L’Area critica dell’ospedale di Campostaggia, a Poggibonsi, è ufficialmente inaugurata. Un evento, quello di stamane, molto sentito dai professionisti dell’Anestesia, Rianimazione e Cardiologia che hanno lavorato al progetto, a cui è arrivato il plauso del presidente della Terza Commissione regionale Stefano Scaramelli, dei sindaci della zona Valdelsa, del commissario Enrico Desideri e il ringraziamento del vice commissario Enrico Volpe dell’azienda USL7 di Siena.

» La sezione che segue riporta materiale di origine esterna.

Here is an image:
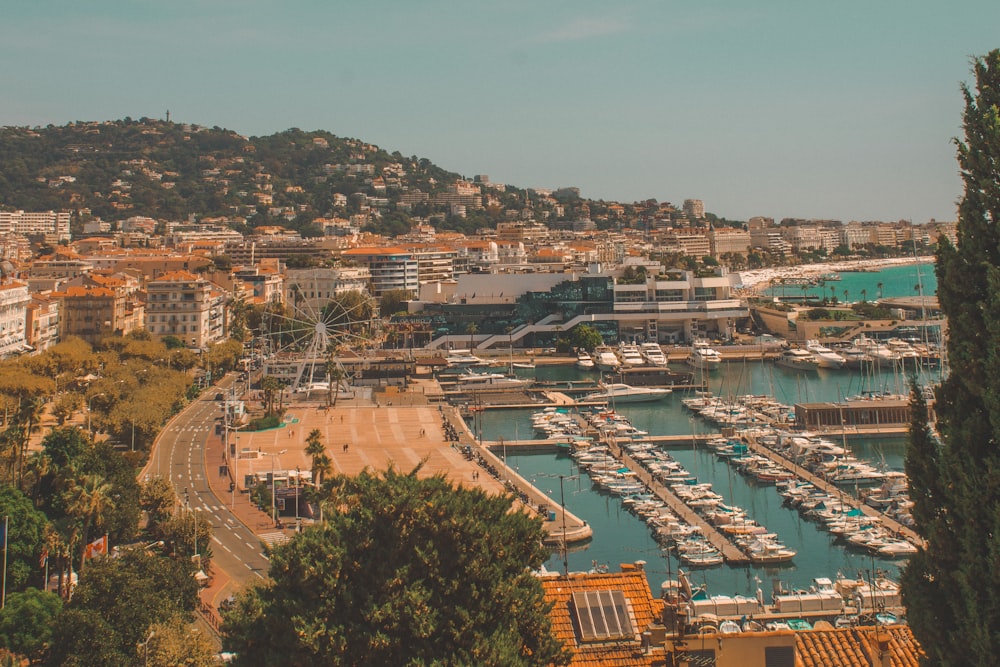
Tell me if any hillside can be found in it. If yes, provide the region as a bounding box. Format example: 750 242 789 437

“Il modello della sanità che stiamo sviluppando è un riferimento per il resto del nostro paese – ha affermato Scaramelli, che, dopo aver portato il saluto dell’Assessore alla salute Stefania Saccardi, ha allargato il discorso all’attuale fase di riordino del sistema sanitario toscano.

“Quella che andiamo a definire con il contributo di tutti – ha precisato Scaramelli – sarà sicuramente una riforma che parte da buone esperienze. E’ questa la fase più importante. La Terza Commissione, che presiedo, lavorerà in sinergia con l’assessore Saccardi. E avrà il compito di raccogliere i contributi che arriveranno dagli incontri con tutte le forze politiche, sindacali, con i sindaci e gli operatori, per meglio definire il sistema, nella continuità di un’evoluzione del modello toscano”.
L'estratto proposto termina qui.